Rooney watched Bean walk away down the corridor. Any other time he’d have flattened him down with some scathing remark, but he didn’t have the energy. He couldn’t have lost his touch to that extent. He shut his eyes and recalled Lorraine’s face, the way her pale eyes bored into him, the scar making her face switch between vulnerable and street tough. He read through her file again: the arrests, the charges, the no-shows at court, the attacks on arresting officers, even that she had been held in a straitjacket. Drunk and disorderly was recorded time and again. Drunk in charge of a vehicle, drunk when arrested for breaking into a liquor store—she had fought the arresting officer, bitten him, kicked him, and punched him in the face. It had taken four of them to get her into the wagon. She’d been held in the cells for three days, charged with assault, and spent two months in the L.A. women’s county jail. If he hadn’t known her, he would have described her without hesitation as dangerous. Could she be capable of murder? His feet ached as he walked up and down, swearing alternately at Fellows for throwing this “woman killer” angle into the investigation, at Lorraine, and finally at himself.

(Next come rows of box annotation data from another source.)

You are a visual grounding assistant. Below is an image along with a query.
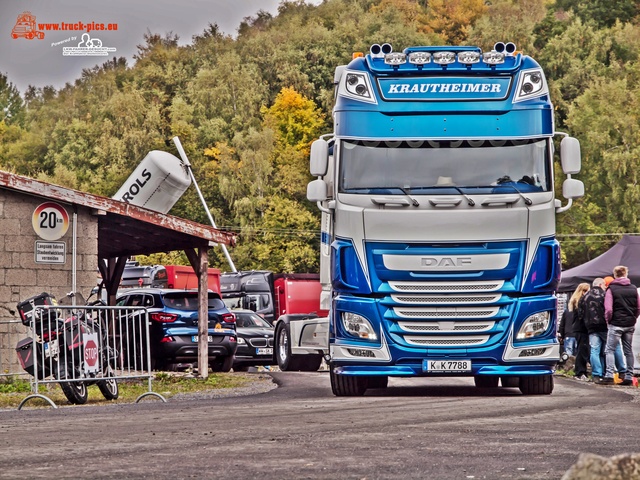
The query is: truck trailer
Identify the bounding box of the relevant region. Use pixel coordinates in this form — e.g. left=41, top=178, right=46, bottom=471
left=275, top=42, right=584, bottom=396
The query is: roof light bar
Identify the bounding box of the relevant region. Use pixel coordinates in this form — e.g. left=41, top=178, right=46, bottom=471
left=482, top=51, right=504, bottom=65
left=409, top=52, right=431, bottom=65
left=384, top=52, right=407, bottom=65
left=433, top=52, right=456, bottom=65
left=458, top=51, right=480, bottom=65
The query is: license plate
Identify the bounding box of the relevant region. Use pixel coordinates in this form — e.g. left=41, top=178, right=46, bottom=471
left=44, top=340, right=58, bottom=358
left=422, top=360, right=471, bottom=373
left=191, top=335, right=213, bottom=342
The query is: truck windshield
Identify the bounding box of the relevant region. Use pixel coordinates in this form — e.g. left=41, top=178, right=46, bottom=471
left=339, top=138, right=551, bottom=195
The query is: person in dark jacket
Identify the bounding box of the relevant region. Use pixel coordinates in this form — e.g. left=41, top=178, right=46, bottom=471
left=573, top=283, right=589, bottom=382
left=597, top=265, right=640, bottom=385
left=558, top=283, right=589, bottom=357
left=578, top=277, right=625, bottom=382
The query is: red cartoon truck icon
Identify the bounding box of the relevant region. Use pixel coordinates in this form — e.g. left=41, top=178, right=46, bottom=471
left=11, top=12, right=44, bottom=40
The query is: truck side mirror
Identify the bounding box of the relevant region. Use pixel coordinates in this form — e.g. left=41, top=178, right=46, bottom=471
left=307, top=178, right=329, bottom=202
left=562, top=178, right=584, bottom=199
left=560, top=137, right=582, bottom=174
left=309, top=139, right=329, bottom=177
left=307, top=178, right=329, bottom=202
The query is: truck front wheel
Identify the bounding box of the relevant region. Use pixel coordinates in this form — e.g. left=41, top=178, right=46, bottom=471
left=329, top=366, right=369, bottom=397
left=274, top=321, right=302, bottom=372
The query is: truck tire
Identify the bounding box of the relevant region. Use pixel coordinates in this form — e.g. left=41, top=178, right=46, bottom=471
left=274, top=321, right=302, bottom=372
left=473, top=375, right=500, bottom=388
left=520, top=375, right=553, bottom=395
left=329, top=367, right=369, bottom=397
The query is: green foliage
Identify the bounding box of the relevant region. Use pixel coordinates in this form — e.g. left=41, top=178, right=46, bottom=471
left=0, top=73, right=25, bottom=125
left=0, top=0, right=640, bottom=272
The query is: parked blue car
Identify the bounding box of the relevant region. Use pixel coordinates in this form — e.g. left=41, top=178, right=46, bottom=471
left=116, top=288, right=237, bottom=372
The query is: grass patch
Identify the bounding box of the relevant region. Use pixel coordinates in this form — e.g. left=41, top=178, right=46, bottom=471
left=0, top=372, right=265, bottom=408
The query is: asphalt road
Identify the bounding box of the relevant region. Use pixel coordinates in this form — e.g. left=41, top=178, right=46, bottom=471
left=0, top=372, right=640, bottom=480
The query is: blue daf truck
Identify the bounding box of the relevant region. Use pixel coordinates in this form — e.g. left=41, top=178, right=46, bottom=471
left=276, top=43, right=584, bottom=396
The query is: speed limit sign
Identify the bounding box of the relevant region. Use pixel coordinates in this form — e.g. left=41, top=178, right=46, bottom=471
left=31, top=202, right=69, bottom=240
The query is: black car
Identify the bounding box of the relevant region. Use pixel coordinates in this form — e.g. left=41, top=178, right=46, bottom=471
left=117, top=288, right=237, bottom=372
left=232, top=310, right=275, bottom=371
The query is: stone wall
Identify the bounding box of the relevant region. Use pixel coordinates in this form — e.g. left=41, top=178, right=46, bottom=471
left=0, top=189, right=99, bottom=375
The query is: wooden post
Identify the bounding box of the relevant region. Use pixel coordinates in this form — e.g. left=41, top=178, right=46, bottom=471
left=196, top=247, right=209, bottom=378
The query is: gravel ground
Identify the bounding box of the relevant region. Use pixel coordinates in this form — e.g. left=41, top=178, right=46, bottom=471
left=171, top=373, right=278, bottom=400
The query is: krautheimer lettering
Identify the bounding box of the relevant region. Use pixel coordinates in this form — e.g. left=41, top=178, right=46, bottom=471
left=389, top=83, right=501, bottom=93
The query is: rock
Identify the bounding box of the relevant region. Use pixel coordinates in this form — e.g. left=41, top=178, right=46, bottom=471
left=562, top=453, right=640, bottom=480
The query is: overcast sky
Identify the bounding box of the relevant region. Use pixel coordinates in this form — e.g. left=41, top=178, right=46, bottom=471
left=0, top=0, right=308, bottom=93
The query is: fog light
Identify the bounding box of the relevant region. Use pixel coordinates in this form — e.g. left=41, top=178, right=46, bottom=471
left=516, top=312, right=551, bottom=340
left=340, top=312, right=378, bottom=340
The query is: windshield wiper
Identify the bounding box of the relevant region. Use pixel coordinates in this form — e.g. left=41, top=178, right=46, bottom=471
left=451, top=185, right=476, bottom=207
left=499, top=183, right=533, bottom=205
left=398, top=187, right=420, bottom=207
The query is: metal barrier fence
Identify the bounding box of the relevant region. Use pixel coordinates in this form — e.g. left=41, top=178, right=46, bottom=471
left=15, top=304, right=166, bottom=409
left=0, top=320, right=27, bottom=380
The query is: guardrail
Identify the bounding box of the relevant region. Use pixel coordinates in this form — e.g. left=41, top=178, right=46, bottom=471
left=15, top=305, right=166, bottom=409
left=0, top=320, right=27, bottom=379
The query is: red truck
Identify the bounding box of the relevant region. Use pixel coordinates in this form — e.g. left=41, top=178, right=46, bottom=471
left=120, top=262, right=221, bottom=294
left=220, top=270, right=328, bottom=324
left=11, top=12, right=44, bottom=40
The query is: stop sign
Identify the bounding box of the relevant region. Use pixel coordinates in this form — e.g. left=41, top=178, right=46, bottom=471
left=84, top=334, right=98, bottom=371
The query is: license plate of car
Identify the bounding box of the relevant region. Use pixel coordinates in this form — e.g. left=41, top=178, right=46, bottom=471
left=191, top=335, right=213, bottom=342
left=422, top=360, right=471, bottom=373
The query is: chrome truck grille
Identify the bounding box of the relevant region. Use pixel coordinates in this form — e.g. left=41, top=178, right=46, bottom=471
left=384, top=281, right=513, bottom=348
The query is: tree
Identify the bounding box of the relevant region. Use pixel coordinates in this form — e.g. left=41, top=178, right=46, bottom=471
left=423, top=0, right=487, bottom=45
left=468, top=0, right=546, bottom=56
left=0, top=73, right=25, bottom=126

When Bean returned with the food, Rooney seemed even more distracted. Bean placed on the desk a ham and cheese on rye, two coffees with their plastic lids on, and then removed from his pocket a brown paper bag with a pint of bourbon. Rooney didn’t even say thank you. He took the top off his coffee, gulped a few mouthfuls, and topped it up with bourbon. Just as Bean had his own sandwich raised to his mouth, Rooney barked out, “Check that vice charge, the Janklow thing, get on that first.” Bean didn’t say he was already working on it, he just left Rooney alone, taking his lunch with him. He’d seen these dark moods often and didn’t want to be on the receiving end of one today.